Saturday, March 21, 2009

German Churchmen Oppose Pope on Condoms

German churchmen are backpedalling away from Pope Benedict's assertion that condoms are likely to make the problem of AIDS worse.

Hamburg Catholic bishop Hans-Jochen Jaschke has written an article saying that the Pope is wrong to oppose the use of condoms to halt the spread of AIDS in Africa.

"The church is not in a dark anti-condom-corner from which they want to intimidate people," Jaschke wrote in the weekly newspaper, Die Zeit.

While Pope Benedict's opposition to using condoms for AIDS prevention in Africa has garnered the thanks of local African activists, it continues to generate anger from the international groups who reject sexual continence as a solution to the epidemic.

But Bishop Jaschke wrote that although condoms will not solve the AIDS crisis, their use cannot be ruled out.

"Anyone who has AIDS and is sexually active, who seeks ever-changing partners, must protect others and themselves," he wrote. If an infected husband has sex with his wife, he said, "protection is required."

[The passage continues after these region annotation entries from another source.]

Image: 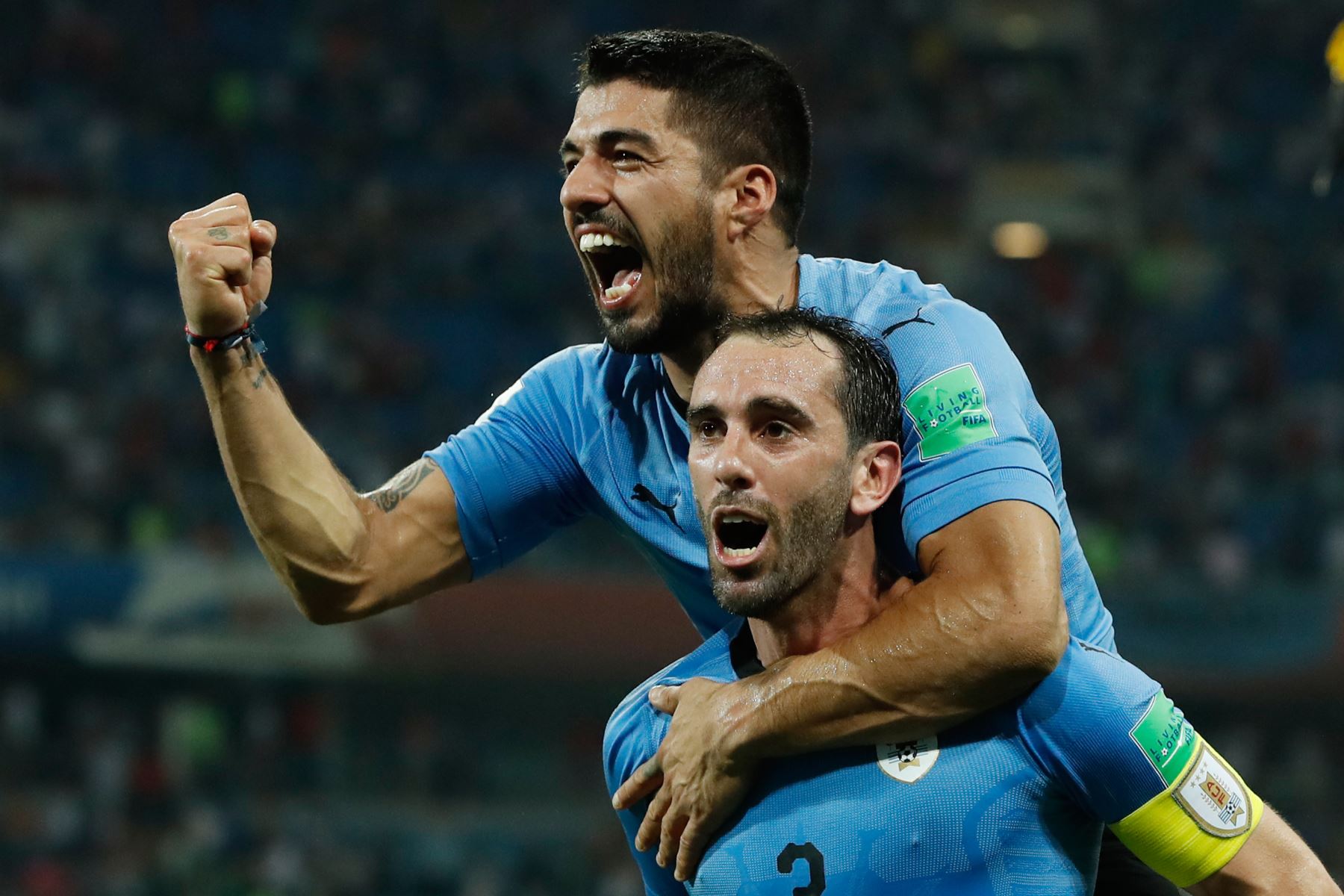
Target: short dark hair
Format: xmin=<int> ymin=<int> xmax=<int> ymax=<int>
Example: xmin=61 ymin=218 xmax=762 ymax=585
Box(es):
xmin=576 ymin=28 xmax=812 ymax=243
xmin=715 ymin=308 xmax=900 ymax=451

Bishop Jaschke also referred to the leadership of the Catholic Church in the fight against AIDS, pointing out that half the world's institutions dealing with the disease were run by the Church.

The bishop's assertion on condoms is in line with that of the "liberal" faction among Catholic bishops, as exemplified by Belgian cardinal, Godfried Danneels, who in 2004 said on Belgian radio, "When someone is seropositive and his partner says: I want to have sexual relations with you -- he doesn't have to do that, if you ask me -- but when he does, he has to use a condom."

Another member of the extreme left end of the Catholic episcopate, Bishop Martinus Muskens of the diocese of Breda in the Netherlands, told Radio Netherlands in 2006, that, "It is permissible to opt for the lesser evil of condom use to prevent the greater evil of AIDS."

Jaschke's opinion, however, clashes not only with the teaching of the Church from the 1968 encyclical Humanae Vitae, that unequivocally condemned the use of artificial contraceptives, but with a statement from the Vatican yesterday.

The Holy See Press Office Director, Fr. Federico Lombardi, said that the pope in his remarks was "reiterating the position of the Catholic Church and the basic lines of her commitment to combat the terrible scourge of HIV/AIDS."

It also contrasted sharply with a brief defence of the Pope's statement from Britain's Cormac Cardinal Murphy O'Connor, published in the letters section of today's London Times. The Cardinal Archbishop of Westminster wrote that it "would be wiser for people to look at the issues that [Pope Benedict] was raising in his remarks."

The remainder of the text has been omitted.